If it makes you feel better, Colorado isn't as bad off as some states, but that doesn't mean things haven't gotten worse in the last 10 years.
Here's a dose of what the study found:
*Employment: At the end of 2010, Colorado had 40,000 fewer jobs than in 2000, despite having almost 900,000 more residents. The 2007 recession was largely behind that decline, eliminating 141,000 jobs, or 6 percent of the Colorado labor force.
*Unemployment: Colorado ended the decade with its highest unemployment rate in 28 years. However, Colorado’s unemployment is on par with the rest of the country, and recent increases are partially a result of Coloradans resuming the job search.

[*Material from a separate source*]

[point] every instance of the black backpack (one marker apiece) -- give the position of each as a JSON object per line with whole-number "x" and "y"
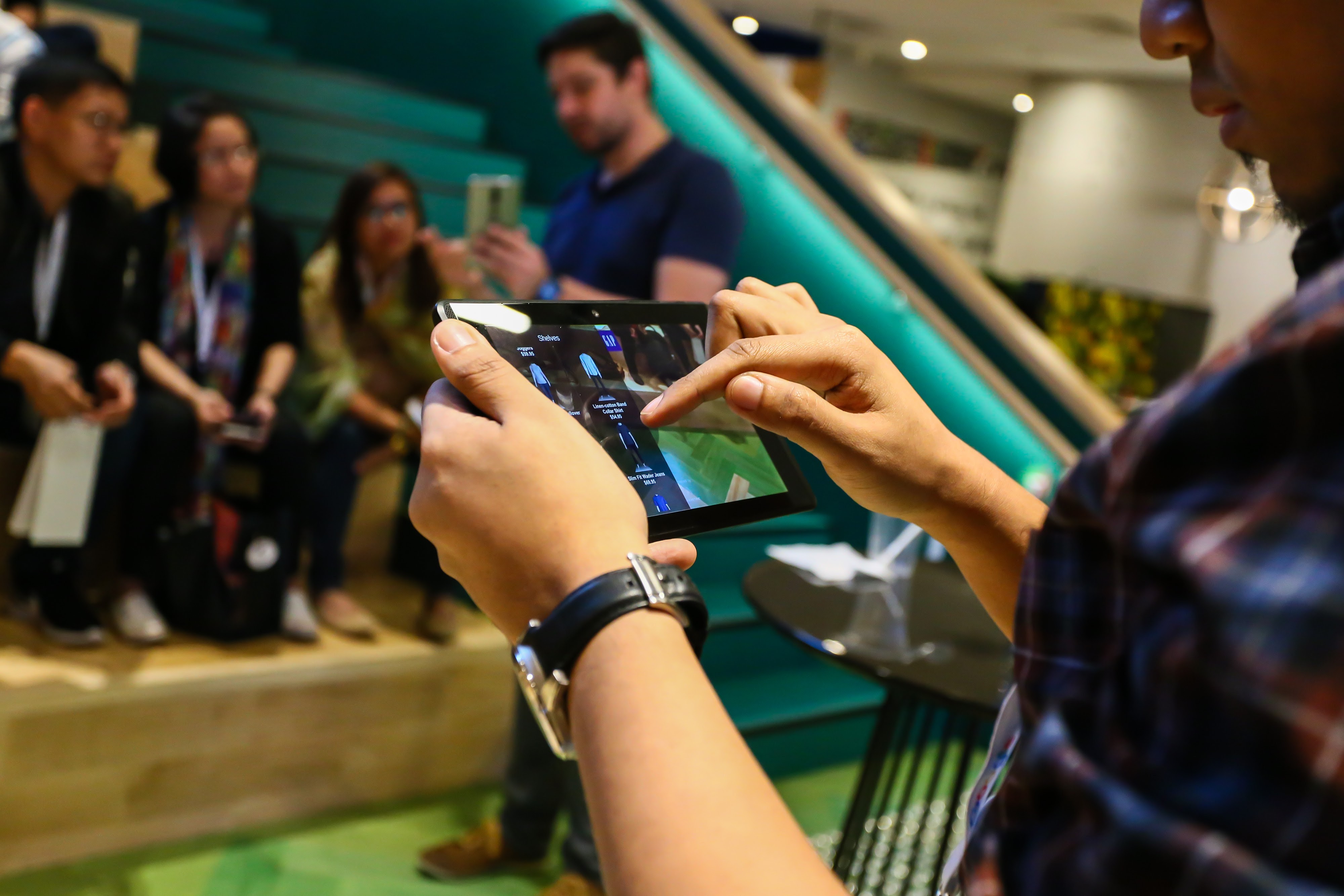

*Income and wages: Colorado’s median income is higher than the national average. However, income has been stagnant, and Coloradans end the decade with the same median household income they started the decade with, despite gains in productivity.
*Poverty: Poverty in Colorado increased throughout the decade, though it remains less severe here than in the nation as a whole. In the wake of the recession, more than one-quarter of Coloradans live with incomes of less than 200 percent of the Federal Poverty Level — a cutoff many experts use as a realistic assessment of modern human needs.
*Health care: A shrinking share of Coloradans is able to secure private health insurance, and 16 percent of residents are uninsured. However, during the recession the share of uninsured remained stable thanks to public health insurance programs.